EU AI Act Bans Untargeted Facial Scraping

What if your casual selfie becomes fodder for mass surveillance AI? The EU AI Act just banned untargeted facial scraping, echoing Clearview AI's GDPR fines—and promising more pain for data hoovers.

EU AI Act Draws Red Line on Scraping Your Face from the Web — theAIcatchup

Key Takeaways

  • EU AI Act Article 5(1)(e) bans untargeted facial scraping for recognition databases, echoing GDPR fines on Clearview AI.
  • Targeted scraping escapes the ban but still faces GDPR biometric hurdles.
  • Loopholes for deepfakes exist, but expect regulatory tightening amid privacy fears.

A Dutch startup’s servers hum, pulling millions of faces from public webcams and social feeds. No consent. No notice.

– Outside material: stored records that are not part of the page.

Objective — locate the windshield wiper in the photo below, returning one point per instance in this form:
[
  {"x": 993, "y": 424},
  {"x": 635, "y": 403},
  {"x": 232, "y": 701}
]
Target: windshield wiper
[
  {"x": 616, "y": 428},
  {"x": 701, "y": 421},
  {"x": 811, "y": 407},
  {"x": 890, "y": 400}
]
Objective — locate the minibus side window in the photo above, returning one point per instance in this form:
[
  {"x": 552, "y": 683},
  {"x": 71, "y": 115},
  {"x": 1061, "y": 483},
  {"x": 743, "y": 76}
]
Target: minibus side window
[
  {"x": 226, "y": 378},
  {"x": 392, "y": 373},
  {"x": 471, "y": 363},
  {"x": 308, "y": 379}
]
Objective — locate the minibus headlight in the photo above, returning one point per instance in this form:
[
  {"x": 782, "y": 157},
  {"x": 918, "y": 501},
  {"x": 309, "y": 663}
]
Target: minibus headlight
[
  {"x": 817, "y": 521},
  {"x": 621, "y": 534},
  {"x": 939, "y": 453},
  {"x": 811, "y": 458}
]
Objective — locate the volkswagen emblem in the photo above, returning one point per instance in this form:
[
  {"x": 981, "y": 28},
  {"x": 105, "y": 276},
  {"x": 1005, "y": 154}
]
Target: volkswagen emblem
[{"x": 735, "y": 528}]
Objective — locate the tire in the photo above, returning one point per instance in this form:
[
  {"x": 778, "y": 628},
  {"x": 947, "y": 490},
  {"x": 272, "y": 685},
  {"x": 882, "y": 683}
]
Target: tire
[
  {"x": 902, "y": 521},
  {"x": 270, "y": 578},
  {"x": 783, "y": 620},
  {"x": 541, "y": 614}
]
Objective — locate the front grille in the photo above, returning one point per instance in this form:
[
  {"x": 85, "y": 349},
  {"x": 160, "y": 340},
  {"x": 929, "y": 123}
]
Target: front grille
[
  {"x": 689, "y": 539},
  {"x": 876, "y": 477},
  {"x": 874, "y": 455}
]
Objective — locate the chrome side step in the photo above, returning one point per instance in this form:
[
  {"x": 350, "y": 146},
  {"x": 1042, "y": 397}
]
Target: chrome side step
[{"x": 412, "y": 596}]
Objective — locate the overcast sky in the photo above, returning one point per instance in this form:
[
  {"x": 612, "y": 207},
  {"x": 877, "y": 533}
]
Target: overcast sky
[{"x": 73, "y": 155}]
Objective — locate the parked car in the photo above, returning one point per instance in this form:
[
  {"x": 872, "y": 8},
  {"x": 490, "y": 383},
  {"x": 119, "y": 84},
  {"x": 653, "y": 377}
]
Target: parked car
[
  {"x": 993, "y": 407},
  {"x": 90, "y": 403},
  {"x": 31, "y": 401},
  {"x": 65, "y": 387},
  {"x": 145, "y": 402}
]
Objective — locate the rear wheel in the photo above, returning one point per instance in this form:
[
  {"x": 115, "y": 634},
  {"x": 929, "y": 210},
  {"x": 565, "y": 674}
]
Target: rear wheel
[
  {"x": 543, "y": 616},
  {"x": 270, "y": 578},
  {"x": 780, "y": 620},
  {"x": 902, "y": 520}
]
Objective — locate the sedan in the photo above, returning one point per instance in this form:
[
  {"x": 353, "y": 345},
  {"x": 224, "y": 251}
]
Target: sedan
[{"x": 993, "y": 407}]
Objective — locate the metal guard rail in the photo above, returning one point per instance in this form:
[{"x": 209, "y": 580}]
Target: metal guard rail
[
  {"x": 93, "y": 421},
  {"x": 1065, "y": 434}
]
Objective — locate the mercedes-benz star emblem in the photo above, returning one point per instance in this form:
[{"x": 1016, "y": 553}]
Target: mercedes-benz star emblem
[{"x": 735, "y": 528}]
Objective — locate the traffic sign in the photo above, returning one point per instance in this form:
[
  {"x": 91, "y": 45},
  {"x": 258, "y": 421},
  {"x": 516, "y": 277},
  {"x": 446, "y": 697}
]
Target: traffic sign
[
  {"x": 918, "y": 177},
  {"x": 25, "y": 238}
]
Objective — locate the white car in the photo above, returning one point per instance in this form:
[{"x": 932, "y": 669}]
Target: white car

Just raw data for the next big facial recognition beast.

Then — bam — EU regulators swoop in. That’s the future Article 5(1)(e) of the EU AI Act paints, banning untargeted scraping of facial images from the internet or CCTV to create or expand recognition databases. It’s not vague; it’s a red line, drawn thick.

Zoom out. This isn’t about the recognition itself — that’s Article 5(1)(h), with its own headaches. No, this targets the dirty prep work: hoovering up biometric gold without a care. The European Commission’s guidelines hammer it home, echoing Recital 43.

The untargeted scraping of facial images is a particularly intrusive practice which “adds to the feeling of mass surveillance and can lead to gross violations of fundamental rights, including the right to privacy”.

Chilling, right? And it’s no outlier. DPAs across Europe have been fining outfits like Clearview AI into oblivion under GDPR — €30.5 million from the Dutch alone in 2024.

Why Does Untargeted Scraping Freak Out Regulators?

But here’s the thing. Why single out “untargeted”? Targeted scraping — say, grabbing faces from a specific protest video for a narrow probe — slips the noose. It’s the mass, dragnet style that triggers the ban.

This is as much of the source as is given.